NAAWAN, Misamis Oriental (MindaNews / 26 July) – In taking the helm of the Department of Agriculture by himself, President BBM shows to all and sundry that he can and will really walk his talk. He seems hell-bent in fulfilling his campaign promise to bring down the price of rice to P20/kg and overcome the food insecurity that is now lurking around us.
The seriousness of his intention is becoming more palpable when he broached recently the idea of launching a rice self-sufficiency program to be known as Masagana 150. This program, needless to say, is a carbon copy of his father’s Masagana 99 program (M99) except for the yield target. BBM’s target is more ambitious: a 51-cavan yield/ha greater than that of his father.
Is it really possible to produce 150 cavans of rice per hectare? Is this warranted by a science-based method of production other than what was already tried in M99 in 1973 or 49 years ago? Is this economically, socially and environmentally sustainable?
However loud and reverberating the hallelujah of the apologists of the Martial Law regime, studies made by respectable agricultural scientists and economists aver that the Marcos rice self-sufficiency program was a dismal failure, reason why it was concluded in 1984 sans fanfare, and reason why since then, we have become a regular importer of rice from our neighboring countries.
Indeed, our continuous importation of rice is a living testament of the failure of the Masagana 99 program. This truth can never be debunked by any statistics or whatever argument.
M99 was bound to fail.
The program was heavy on inputs like fertilizers, pesticides and herbicides, the cost of which gravely burdened the farmer with forced indebtedness. Moreover, the cultivation and care of the high-yielding grain was also laborious, demanding most of the farmer’s waking time to farm work to the detriment of his other concerns and interests. Whatever increase in production and income he may have had from his toil was cancelled by his debts in the bank to pay the government authorities’ favored suppliers of farm inputs. The farmer felt that he was working for them rather than for himself and his family. Moreover, farmers bewailed the loss of prized natural endowments, the other food source in their rice fields, namely, the native catfish, eels, mudfish and freshwater shrimps and many other living food organisms in waterways, all eliminated by the poison from fertilizers, herbicides and pesticides. The environment was ruined. The program became, therefore, a short-time affair to many. It was not attractive to begin with and was not sustainable.
On the other hand, the implementation of the program pressured rural banks to grant loans to farmers without any collateral. Loans piled up but were not paid for one reason or another, sending many rural banks to bankruptcy.

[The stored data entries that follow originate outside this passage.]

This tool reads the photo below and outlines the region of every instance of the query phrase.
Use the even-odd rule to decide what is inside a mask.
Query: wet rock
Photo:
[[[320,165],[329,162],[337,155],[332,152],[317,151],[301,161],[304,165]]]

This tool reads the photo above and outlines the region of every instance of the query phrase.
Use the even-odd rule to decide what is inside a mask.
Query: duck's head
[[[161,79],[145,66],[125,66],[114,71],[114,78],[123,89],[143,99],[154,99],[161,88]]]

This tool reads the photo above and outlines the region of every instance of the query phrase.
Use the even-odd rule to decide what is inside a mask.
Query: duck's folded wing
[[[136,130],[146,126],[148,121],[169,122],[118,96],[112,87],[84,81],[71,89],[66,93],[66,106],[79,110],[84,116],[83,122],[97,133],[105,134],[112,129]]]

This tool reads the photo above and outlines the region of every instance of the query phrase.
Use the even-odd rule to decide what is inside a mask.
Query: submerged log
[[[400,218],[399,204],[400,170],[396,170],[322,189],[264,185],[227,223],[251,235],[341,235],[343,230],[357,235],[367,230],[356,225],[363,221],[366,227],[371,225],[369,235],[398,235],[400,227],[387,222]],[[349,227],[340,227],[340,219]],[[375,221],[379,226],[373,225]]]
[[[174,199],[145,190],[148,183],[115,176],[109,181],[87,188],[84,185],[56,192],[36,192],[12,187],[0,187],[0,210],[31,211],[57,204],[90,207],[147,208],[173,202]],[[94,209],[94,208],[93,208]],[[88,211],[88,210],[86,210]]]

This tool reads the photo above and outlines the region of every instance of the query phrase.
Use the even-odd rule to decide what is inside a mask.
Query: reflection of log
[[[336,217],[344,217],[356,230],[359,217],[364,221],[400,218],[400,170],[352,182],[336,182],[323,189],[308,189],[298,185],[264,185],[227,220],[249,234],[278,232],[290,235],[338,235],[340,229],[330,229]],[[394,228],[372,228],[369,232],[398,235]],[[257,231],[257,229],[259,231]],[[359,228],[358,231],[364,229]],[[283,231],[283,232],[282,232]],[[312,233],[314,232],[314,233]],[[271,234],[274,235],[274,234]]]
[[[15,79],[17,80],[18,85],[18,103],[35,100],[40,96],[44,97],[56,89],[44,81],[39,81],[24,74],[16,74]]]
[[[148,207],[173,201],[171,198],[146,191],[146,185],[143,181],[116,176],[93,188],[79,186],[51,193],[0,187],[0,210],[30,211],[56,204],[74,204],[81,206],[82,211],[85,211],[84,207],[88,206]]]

The reported bumper production for a few years at the early phase of the program sizzled to nothing like a shooting star.
M99 was scuttled in 1984, and, as already said above, the country resumed rice importation since then.
In batting to resurrect the Masagana program at a higher magnitude, PBBM appears enamored by the reported glory of the program as peddled around by his senator sister Imee. He is on a selective perception mode, not bothering to peer into the weaknesses and the dark side of the program.
Under the current economic crisis where the cost of fuel, imported fertilizers, pesticides and other farm essentials is astronomical, to replicate the program at a higher goal and employing the same or similar template is an invitation to disaster.
It might be cheaper, practical and prudent this time to directly import rice rather than to import fertilizers and pesticides to produce rice.
It might help if PBBM commissions a seasoned team of researchers to make an in-depth study of the success of Thailand, Vietnam and Indonesia in their respective rice-sufficiency program before plunging the country into another gigantic rice production venture. This becomes more important because it is common knowledge that the green revolution technology these countries employ in their farms, came ironically from our very own backyard – from UP Los Baños and from the International Rice Research Institute.
Why did we flop while our neighbors click?
Where lies the difference?
PBBM ought to know the answer, more so that he first has to zero in on agriculture in beginning to fix the dilapidated economy.
The answer might be the most interesting discovery in these precarious times that could change lives.
(MindaViews is the opinion section of MindaNews. William R. Adan, Ph.D., is retired professor and former chancellor of Mindanao State University at Naawan, Misamis Oriental, Philippines.)